Le contexte de 2005 est important. La collection représente un vrai engagement pour les auteures et pour l’éditeur par rapport au contexte du racisme : la société française actuelle est dans la négation de tout ce que les immigrés nous ont apporté, bien qu'une part de plus en plus importante des Français soit d'origine immigrée. On observe aussi une confrontation communautaire exacerbée, liée à la religion. Une collection comme celle-là démontre que vivre ensemble est possible. Cela nous a confortées dans l’idée d’une diffusion plus importante avec les poches.
- Comment intervenez-vous face à ça ?
Cela passe par exemple beaucoup par des interventions dans des classes avec ces livres. Les élèves se rendent compte qu’on est tous d’ailleurs !
- Touchez-vous davantage les communautés évoquées ?
On pensait toucher les grands-parents et parents d’origine. En fait pas tant que cela. L’aspect communautaire n’est pas si développé que ça en France, ce qui montre aussi une certaine réussite du « modèle français ». Pourtant, je ressens aujourd’hui une crispation, un repli communautaire qui n’était pas là au moment de la création de la collection.

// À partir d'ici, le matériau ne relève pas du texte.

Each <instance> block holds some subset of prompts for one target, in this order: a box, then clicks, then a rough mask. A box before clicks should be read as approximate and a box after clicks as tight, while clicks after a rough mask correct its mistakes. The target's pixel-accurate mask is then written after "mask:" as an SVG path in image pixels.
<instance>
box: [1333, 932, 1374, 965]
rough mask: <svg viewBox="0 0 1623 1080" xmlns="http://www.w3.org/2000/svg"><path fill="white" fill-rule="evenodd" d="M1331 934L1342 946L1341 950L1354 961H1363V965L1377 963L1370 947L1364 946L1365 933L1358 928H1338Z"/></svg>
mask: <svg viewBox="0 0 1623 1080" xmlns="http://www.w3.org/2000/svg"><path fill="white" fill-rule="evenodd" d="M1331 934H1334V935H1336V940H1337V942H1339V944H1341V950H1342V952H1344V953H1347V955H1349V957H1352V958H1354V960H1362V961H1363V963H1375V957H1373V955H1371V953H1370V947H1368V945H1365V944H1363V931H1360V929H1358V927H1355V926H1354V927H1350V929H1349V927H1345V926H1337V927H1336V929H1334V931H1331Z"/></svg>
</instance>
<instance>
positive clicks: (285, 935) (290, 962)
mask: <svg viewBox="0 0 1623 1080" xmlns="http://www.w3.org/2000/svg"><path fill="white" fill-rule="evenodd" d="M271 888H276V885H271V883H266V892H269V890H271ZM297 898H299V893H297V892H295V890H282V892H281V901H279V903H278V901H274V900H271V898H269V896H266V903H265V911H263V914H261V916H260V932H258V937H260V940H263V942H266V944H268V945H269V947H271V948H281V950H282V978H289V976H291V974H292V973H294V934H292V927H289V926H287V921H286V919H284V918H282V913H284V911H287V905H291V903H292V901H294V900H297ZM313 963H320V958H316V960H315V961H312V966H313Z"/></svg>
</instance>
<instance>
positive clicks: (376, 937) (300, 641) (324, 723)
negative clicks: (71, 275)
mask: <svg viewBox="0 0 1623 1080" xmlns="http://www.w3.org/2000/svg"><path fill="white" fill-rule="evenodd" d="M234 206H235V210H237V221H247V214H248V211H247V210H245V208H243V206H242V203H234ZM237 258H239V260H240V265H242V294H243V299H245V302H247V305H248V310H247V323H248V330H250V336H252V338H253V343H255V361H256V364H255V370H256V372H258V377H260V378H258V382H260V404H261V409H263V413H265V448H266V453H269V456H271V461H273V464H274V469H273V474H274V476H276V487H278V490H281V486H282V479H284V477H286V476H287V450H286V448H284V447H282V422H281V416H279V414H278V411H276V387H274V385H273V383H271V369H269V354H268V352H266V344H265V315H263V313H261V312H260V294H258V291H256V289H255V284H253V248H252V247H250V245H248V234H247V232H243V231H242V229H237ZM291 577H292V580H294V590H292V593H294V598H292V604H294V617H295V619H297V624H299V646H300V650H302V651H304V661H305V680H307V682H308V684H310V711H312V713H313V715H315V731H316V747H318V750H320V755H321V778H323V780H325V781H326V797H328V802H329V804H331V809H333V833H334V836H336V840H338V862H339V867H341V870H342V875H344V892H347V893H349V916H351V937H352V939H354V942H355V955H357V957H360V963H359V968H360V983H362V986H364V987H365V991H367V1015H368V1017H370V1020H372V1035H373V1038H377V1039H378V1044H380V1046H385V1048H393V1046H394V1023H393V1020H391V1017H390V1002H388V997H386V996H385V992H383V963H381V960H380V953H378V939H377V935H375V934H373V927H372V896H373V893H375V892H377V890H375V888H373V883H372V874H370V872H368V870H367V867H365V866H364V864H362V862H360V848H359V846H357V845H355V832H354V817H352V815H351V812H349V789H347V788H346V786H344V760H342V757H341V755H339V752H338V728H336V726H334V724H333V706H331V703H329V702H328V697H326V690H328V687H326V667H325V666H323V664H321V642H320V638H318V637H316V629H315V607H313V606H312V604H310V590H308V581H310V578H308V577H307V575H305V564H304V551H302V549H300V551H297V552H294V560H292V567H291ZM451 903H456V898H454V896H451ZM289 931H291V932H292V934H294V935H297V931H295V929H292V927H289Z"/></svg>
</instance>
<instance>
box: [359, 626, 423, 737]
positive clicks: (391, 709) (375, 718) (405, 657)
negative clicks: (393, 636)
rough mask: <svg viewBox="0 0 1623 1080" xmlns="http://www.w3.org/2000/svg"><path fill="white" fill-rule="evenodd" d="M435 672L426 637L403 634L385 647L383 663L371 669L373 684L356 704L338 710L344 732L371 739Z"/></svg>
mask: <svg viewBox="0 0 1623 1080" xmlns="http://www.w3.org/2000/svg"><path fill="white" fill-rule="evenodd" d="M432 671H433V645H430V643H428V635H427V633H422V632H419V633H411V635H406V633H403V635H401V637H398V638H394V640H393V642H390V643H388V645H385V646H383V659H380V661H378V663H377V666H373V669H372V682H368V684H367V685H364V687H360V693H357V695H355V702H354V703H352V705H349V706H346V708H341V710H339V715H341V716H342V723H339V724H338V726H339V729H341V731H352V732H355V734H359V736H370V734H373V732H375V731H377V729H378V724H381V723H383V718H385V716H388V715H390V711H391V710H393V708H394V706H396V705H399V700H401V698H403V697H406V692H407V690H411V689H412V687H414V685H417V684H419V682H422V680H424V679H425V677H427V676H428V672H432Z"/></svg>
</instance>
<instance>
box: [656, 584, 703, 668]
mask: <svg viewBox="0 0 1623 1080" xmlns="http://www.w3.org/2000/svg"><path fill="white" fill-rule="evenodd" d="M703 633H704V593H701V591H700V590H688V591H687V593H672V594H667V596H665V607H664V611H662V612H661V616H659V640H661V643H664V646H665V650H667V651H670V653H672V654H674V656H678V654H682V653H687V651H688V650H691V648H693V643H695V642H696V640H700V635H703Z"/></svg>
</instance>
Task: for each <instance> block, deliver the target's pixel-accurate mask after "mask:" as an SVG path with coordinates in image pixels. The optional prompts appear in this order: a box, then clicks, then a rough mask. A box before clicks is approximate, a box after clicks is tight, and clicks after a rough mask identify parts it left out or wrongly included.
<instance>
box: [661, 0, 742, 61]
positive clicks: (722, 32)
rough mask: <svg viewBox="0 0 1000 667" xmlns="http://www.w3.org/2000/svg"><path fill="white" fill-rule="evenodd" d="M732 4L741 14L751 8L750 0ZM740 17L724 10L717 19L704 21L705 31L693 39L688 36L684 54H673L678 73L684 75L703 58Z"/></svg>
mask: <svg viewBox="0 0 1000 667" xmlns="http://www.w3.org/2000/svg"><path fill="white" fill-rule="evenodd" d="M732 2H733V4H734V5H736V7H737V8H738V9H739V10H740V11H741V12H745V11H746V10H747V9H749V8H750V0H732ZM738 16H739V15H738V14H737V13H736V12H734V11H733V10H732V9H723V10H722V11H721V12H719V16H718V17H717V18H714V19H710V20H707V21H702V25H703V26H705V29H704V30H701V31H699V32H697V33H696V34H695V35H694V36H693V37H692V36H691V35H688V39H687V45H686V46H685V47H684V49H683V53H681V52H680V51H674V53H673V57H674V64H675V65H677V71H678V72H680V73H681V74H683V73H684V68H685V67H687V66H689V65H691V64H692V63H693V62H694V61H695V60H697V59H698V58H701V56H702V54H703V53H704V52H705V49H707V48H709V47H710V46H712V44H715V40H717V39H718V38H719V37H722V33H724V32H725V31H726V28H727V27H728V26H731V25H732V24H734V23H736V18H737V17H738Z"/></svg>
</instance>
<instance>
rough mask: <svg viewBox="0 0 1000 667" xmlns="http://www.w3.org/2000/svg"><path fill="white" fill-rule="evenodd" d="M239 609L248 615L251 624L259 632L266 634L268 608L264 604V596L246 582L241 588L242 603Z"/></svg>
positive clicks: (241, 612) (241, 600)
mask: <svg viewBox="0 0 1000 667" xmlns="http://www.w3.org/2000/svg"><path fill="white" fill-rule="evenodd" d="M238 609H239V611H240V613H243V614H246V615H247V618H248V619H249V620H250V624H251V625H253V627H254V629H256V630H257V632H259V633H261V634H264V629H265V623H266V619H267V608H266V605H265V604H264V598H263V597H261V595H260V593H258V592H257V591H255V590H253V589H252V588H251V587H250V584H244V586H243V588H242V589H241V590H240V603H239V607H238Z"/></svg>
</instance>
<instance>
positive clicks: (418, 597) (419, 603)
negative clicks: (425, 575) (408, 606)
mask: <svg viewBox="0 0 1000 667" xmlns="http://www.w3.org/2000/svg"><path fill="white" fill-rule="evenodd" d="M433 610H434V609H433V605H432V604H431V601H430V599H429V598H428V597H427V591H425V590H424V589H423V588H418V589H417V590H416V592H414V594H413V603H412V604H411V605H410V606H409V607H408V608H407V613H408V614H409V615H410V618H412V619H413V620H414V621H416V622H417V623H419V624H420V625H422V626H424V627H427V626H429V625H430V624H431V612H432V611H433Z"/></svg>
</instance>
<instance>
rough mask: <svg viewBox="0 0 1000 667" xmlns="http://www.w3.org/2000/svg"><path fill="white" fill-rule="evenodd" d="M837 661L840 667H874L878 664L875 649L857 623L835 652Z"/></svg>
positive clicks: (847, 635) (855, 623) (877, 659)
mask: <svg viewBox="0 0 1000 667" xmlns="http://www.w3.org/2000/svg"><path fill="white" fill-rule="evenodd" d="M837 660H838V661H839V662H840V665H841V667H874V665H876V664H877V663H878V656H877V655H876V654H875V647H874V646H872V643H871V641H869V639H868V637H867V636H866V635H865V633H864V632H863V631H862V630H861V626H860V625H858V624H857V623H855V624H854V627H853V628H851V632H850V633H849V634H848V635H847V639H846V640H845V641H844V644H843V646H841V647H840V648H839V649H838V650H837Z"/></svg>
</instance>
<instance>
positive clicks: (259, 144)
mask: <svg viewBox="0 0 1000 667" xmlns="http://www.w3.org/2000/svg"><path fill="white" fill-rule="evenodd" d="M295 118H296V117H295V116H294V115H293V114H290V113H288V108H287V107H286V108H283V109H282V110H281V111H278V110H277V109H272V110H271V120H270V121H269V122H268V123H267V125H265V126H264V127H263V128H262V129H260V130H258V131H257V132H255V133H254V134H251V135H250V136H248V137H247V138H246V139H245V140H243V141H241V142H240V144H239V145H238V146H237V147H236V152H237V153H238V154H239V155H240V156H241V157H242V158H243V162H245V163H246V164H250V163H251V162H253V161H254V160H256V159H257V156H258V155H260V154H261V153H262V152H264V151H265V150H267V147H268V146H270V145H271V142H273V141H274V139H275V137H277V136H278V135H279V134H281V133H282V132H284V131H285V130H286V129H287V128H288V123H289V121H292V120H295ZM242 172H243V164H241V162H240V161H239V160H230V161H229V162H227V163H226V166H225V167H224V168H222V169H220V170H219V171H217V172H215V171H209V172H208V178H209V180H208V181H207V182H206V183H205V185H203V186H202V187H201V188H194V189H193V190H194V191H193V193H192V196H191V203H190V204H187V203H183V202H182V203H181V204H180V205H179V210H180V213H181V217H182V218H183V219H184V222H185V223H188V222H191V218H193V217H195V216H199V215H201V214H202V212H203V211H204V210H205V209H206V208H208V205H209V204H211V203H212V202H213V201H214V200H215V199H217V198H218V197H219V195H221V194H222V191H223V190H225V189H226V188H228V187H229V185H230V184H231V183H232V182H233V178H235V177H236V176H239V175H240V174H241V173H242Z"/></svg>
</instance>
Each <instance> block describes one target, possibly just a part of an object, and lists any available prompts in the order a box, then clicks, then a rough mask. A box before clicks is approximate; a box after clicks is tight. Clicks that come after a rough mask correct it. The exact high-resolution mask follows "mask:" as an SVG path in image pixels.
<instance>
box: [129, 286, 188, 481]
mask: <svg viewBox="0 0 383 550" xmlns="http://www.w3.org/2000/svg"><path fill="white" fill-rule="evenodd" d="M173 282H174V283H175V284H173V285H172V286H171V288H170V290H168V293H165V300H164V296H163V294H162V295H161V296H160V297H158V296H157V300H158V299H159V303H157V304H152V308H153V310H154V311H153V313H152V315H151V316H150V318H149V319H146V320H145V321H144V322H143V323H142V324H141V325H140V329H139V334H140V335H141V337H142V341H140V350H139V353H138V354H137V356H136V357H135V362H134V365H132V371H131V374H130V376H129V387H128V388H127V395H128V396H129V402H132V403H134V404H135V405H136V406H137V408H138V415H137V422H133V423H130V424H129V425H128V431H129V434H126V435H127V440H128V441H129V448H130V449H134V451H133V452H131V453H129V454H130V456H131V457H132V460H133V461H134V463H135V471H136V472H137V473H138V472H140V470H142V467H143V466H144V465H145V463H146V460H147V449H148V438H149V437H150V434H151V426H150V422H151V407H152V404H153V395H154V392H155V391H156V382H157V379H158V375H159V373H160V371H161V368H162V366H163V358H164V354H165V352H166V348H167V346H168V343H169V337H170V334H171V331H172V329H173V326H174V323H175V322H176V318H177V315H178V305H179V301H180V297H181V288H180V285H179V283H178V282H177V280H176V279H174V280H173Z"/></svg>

Jean-Luc et Amandine G. (libraire jeunesse des Sandales) remercient infiniment Jessie Magana de sa gentillesse et de sa disponibilité. Un grand merci également à Valentine Goby qui malgré les occupations et la distance nous a éclairé de ses lumières. Nous espérons bien les retrouver toutes les deux dans de nouveaux titres bientôt. On ne peut que souhaiter longue vie à une telle collection et une diffusion la plus large possible.
L’auteur
Valentine Goby est née en 1974. Après avoir voyagé à l’étranger dans le cadre de missions humanitaires, elle décide de se consacrer à la littérature et partage aujourd’hui son temps entre l’écriture des ouvrages de la collection « Français d’ailleurs », qu’elle met beaucoup d’énergie à présenter au public, et celle de romans pour les adultes,
parus chez Gallimard, Albin Michel et Actes Sud.
Les illustrateurs
Ronan Badel, Olivier Tallec et Philippe de Kemmeter apportent tous trois leur collaboration précieuse à la collection. Chacun réussit, avec son style et sa sensibilité propres, à peindre les histoires et à donner vie aux
personnages imaginés par Valentine Goby.
La directrice de collection
Jessie Magana, elle-même issue d’origines diverses, a cherché, par la création de cette collection, à transmettre aux enfants la richesse de la diversité française à laquelle elle est profondément attachée. Éditrice free-lance pour différentes maisons d’éditions, elle est également auteur de romans historiques pour adolescents : Général de Bollardière : Non à la torture et Gisèle Halimi : Non au viol (Actes Sud Junior).